Now I'll present a few alternatives that subvert some of the design philosophies of the Push system, but that might fit better the type of game you have in mind. Use them at your own risk.

Guided play

If you really wanted to, you could have a person with a role analog to a Game Master in most cooperative (and solo) games without any tweaks in the rules themselves, as long as this person works more as a facilitator than as a traditional GM.

For Push, my idea is that a Guide, if existent, should fill these roles:

  • Help role play NPCs and describe the scenes
  • Explain how the dice work
  • Offer suggestions for complications and setbacks
  • Help frame questions for The Oracle (not answer them)
  • Describe how the world reacts to characters' actions
  • Suggest what happens next
  • Help interpret the quest matrix and weave the story together
  • Help share the spotlight among players

It shouldn't be a part of a Guide's job to define what is true in the world, what the limits of what a character can do are, how and when the rules apply. They don't have any kind of special authority here. They should offer suggestions and guidance, but ultimately it is the group's responsibility to make the game their own. A guide would be there to help them achieve that.

That means no prep, either. What a Guide could do is create their own Quest Sheet and offer it to the group, as long as they (the Guide) are willing to let go of their preconceptions of what those prompts should mean, and are excited to let players take those ideas and run with them.

Altering the roll

Alright, alright. I know the concept of having a roll not be influenced by character abilities may sound alien and counter-intuitive, so here are some (of the many) ways you could insert modifiers to the core mechanic:

  • Advantage: players roll 2d6 and pick the highest when they're doing something that belongs to an area of their character's expertise.
  • Threshold: the Strong Hit range becomes 5 to X, where X is the character's ability score. So a character with Persuasion 8 would score a hit with any result between 5 and 8.
  • Threshold 2: the Strong Hit range becomes X to 6, where X is the character's ability score. So a character with Persuasion 3 would score a hit with any result between 3 and 6.
  • Resource pool: Characters have a resource pool they can spend 1 to 1 to increase the result of the first roll or decrease the second one.
  • Expendable traits: Characters can spend their traits to bypass a roll altogether and declare it a Strong Hit. They refresh their traits after performing a downtime activity meaningful to your game.

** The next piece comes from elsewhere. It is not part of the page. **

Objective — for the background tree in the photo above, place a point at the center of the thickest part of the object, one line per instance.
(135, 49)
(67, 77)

There are countless other alternatives, but I'd strongly advise you to try using only the core mechanic at least once to get a feeling of it. You might realize (as I did) you don't need to modify the roll after all. Or you may think I lost my mind and there's no way it could possibly work without stats.

Objective success and failure

If you feel you need more concrete standards to determine victory or defeat, here's how I would do it:

  • Give each character an amount of Energy, HP, Mana, or some other form of life resource. Let's say 5 per character.
  • Give the challenge or the scene an amount of Resistance, HP, Risk, or some sort of measurement of how much the characters will have to work to overcome it. Let's say something between 5 and 10.
  • A Strong Hit would reduce the Challenge by 2; a Weak Hit would reduce the Challenge by 1 and the character's Energy by 1; a Miss would only reduce the character's Energy by 1.
  • If a character reaches 0 Energy, they're defeated.
  • If the Challenge is brought to 0, it is overcome. Move on to the next Challenge.

See, this could work, but it brings a lot of philosophy changes to the table. Dice rolls are now penalizing, so they won't be as much a player choice as before. Now they should always and only roll when there's a potential risk, as most games do. So make sure that's the experience you want to bring to the table before you make this decision.